Bob is fretting. The small steel thermometer he has dipped into the smoking oil is telling him it's too hot to start cooking the small blobs of batter that will soon be malasadas. Burned malasadas – the name Portuguese immigrants to Hawaii gave to what are essentially doughnuts – don't taste so good.

His stall in Kapiolani Park on the edge of Waikiki soon attracts a long queue of takers. But it is not just a good appetite that is drawing them. Everyone in this corner of the park this morning has come for another reason: to show support for a local boy who may be about to do something extraordinary; win the Democratic Party's nomination to be the first black (and first surfer) American President.

"Hot Obamasadas!" exclaim two large signs strung over the table where Bob is working. A lawn sign is planted in the ground next to him with a life-sized black-and-white headshot of a middle-aged African-American guy with familiar big ears and wide smile. A flower lei is hung around the photograph above the words, written in bright felt-pen colours, "Hawaii's Native Son".

By rights, Barack Obama should prevail in caucus voting in Hawaii today and fatten slightly his delegate lead over Hillary Clinton. The remarkable early narrative of Obama's life – the child of a white woman from Kansas and a Kenyan father who abandoned the family when the boy was just two – mostly played out here in the Pineapple State, save for four years between the ages of six and 10 in Indonesia.

Hawaii imbued in Obama the quality that may be the most compelling of his candidacy. His promise to transcend racial and social differences. Few places better qualify as a true melting pot than Hawaii, its streets still teaming with a cosmopolitan mix of whites, Asians, Chinese, Japanese and (a few) blacks. "The opportunity that Hawaii offered – to experience a variety of cultures in a climate of mutual respect – became an integral part of my world view," Obama himself wrote in the 1999 issue of the newsletter published by the elite Punahou School, where he was a pupil from aged 10 until college.
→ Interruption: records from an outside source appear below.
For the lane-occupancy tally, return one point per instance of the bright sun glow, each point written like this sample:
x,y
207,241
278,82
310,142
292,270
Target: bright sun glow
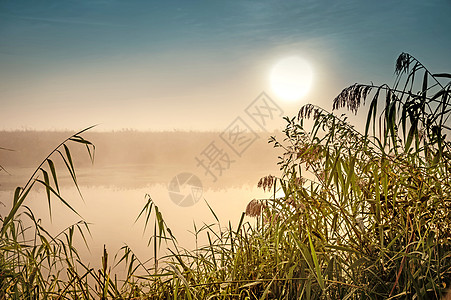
x,y
291,78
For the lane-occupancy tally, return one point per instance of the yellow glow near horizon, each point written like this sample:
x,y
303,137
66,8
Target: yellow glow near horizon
x,y
291,78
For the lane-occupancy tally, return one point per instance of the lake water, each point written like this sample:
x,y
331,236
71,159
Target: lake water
x,y
114,192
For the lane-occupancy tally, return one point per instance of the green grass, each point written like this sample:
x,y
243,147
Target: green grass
x,y
363,216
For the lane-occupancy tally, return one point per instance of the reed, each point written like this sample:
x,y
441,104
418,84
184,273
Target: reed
x,y
363,216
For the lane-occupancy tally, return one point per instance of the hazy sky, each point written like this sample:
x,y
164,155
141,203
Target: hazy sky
x,y
163,65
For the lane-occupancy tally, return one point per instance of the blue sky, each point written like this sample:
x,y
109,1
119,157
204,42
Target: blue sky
x,y
163,65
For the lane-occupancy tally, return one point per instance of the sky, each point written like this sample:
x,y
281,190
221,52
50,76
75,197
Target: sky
x,y
197,65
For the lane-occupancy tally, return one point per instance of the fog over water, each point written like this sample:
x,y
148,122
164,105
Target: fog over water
x,y
128,166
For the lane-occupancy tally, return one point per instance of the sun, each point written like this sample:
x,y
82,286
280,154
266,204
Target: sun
x,y
291,78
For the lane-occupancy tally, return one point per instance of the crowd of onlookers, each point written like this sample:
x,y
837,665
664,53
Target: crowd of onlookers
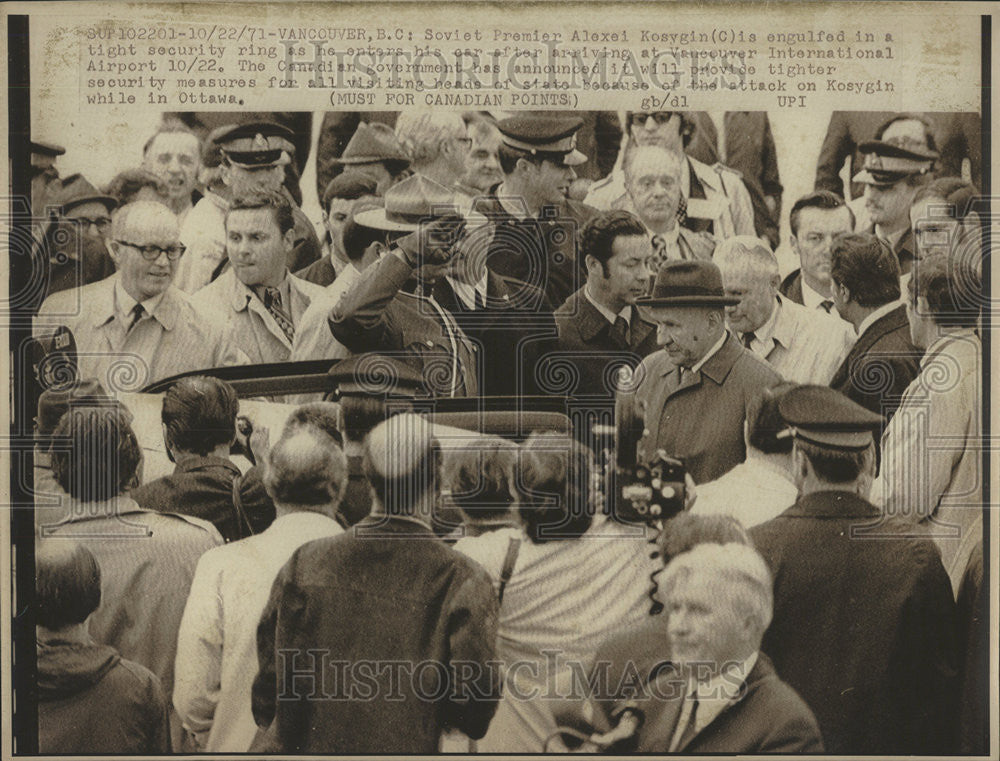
x,y
365,586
Or as the US representative Neil Hargreaves, a close friend of Obama's parents, more pithily put it while addressing the crowd of 100 supporters here in Kapiolani Park: "Our diversity defines us, rather than divides us."

Obama's attachment to the archipelago survives. His surfing and fish-spearing days may be done, but he spends most Christmases here. If he becomes President, Waikiki could be his Crawford, Texas. (Which would make for a tanned but sadly jet-lagged White House press corps.)

Yet not everything about Obama's formative years here – particularly as one of only a few black students at Punahou, a cradle of academic privilege that led him to a financial scholarship – were glorious. It's maybe why "Obamasada" Bob resists being interviewed in any detail about his memories of the young Obama even though they were friends who loved shooting hoops on the basketball courts on the school campus. "I have been let down by the press," he says, refusing to reveal his last name.

"We've been told not to talk to reporters," volunteers John Cheever, himself an old boy of Punahou and now a sociology teacher there. "He wasn't that much of a distinguished student but everyone will tell you he was a good guy, very popular, someone who was always comfortable with the other kids."

Cheever knows though that there are some not so comfortable memories for Obama from his Punahou years, the kind of stuff that gets the media digging. In searching for the real Barack Obama – or, as they used to call him at school, "Barry O'Bomber" because of his elegant hook shots on the basketball courts – the murk is more likely to be about drugs, including marijuana and cocaine, and slipping grades.

Over a decade ago, however, Obama did something out of the ordinary. Fresh out of Harvard Law School, he took time off to write a book about his youth – here, in Indonesia and at colleges both in California and in New York. He was not coy. What he revealed in Dreams From My Father about his Punahou years was greeted by many who knew him here with some shock. He wrote about the pain of reconciling the mythology that was spun around his father with the reality that he had been ditched by him, about his struggles of self-identity as a black boy entering a school where one of his first experiences was being asked by another student if his father "ate people". He wrote about the drugs too.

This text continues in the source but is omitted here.